Good programmers worry about data structures and their relationships
Emphasis on Data Structures over Code
- Many agree with Torvalds’s quote: good design starts from modeling data and relationships, then writing minimal logic on top.
- Well-chosen structures can collapse complex algorithms into simple code and make systems easier to understand and refactor.
- Several highlight that once data is modeled cleanly, static vs dynamic typing matters less to understand the system.
Static Typing, TypeScript, and “Type-Driven Development”
- Some describe a workflow of defining types and data flow first, then wiring up UI or business logic, reporting large long-term payoffs.
- Others warn about “type astronauts” producing extremely complex TypeScript types with generics and conditional logic that are hard to maintain and debug.
- There’s disagreement whether such advanced type-level programming is a superpower or a source of fragile, bug-prone abstractions; code generation of “dumb” types is suggested as an alternative.
- Several note that static types can act like always-on tests, but also that you can design good data structures without static typing.
Strict vs Loose Types and Prototyping
- One camp favors rapid prototyping with loose or dynamic types, then tightening types and schemas once requirements stabilize.
- Others counter that strict types don’t hinder prototyping and that weak typing often moves complexity and errors to runtime.
- There’s discussion about API boundaries: some advocate strict types internally but looser coupling and simpler types at module or service interfaces.

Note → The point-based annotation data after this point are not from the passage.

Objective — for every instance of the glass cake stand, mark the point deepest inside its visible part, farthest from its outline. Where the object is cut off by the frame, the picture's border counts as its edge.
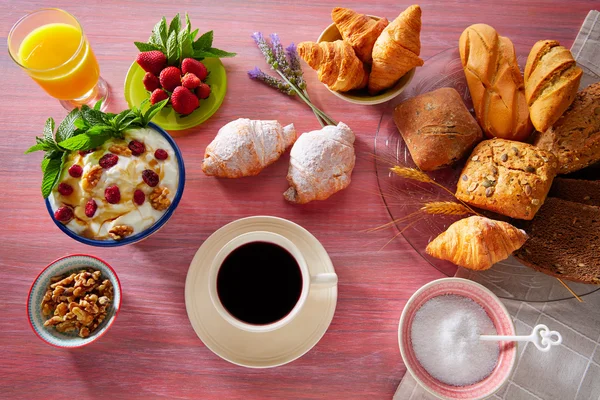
(508, 279)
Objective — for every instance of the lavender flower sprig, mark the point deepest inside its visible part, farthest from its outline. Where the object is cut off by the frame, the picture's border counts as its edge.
(289, 71)
(275, 83)
(295, 66)
(281, 62)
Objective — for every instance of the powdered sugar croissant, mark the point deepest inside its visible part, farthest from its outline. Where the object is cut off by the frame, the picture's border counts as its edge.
(245, 147)
(321, 163)
(477, 242)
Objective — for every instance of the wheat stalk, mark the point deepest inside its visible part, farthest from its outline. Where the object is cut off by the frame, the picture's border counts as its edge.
(411, 173)
(445, 208)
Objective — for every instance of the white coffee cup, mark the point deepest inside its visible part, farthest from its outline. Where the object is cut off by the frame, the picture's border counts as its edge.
(309, 281)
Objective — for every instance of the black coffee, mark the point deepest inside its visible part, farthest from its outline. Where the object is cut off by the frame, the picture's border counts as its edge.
(259, 283)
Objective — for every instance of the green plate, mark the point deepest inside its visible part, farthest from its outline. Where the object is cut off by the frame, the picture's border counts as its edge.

Databases, Schemas, and Data Longevity
- Relational modeling and careful schema design are praised; changing schemas in production is seen as harder and more expensive than changing code.
- Poor database decisions (e.g., overloaded boolean columns) are cited as long-lived pain points.
- Some criticize schemaless stores as an escape hatch that often leads to multiple inconsistent “implicit schemas.”
- There’s debate on where to place complexity: richer database schemas vs simpler schemas with more complex queries or application logic.
OOP, Classes, and Domain Modeling
- Classes are broadly treated as data structures plus behavior; the key is designing the underlying data first.
- Domain-Driven Design is referenced: rich domain models and thoughtful entities/relationships vs anemic models that just shuttle primitives and JSON.
- Some stress that over-focusing on tactical patterns or purity can add complexity without commensurate value.
Meta: Design Culture and Incentives
- Several comments lament that industry rewards shipping code over doing careful design and domain analysis.
- There is concern that modern tooling and abundant hardware mask poor design, and that many teams treat schema and domain modeling as afterthoughts.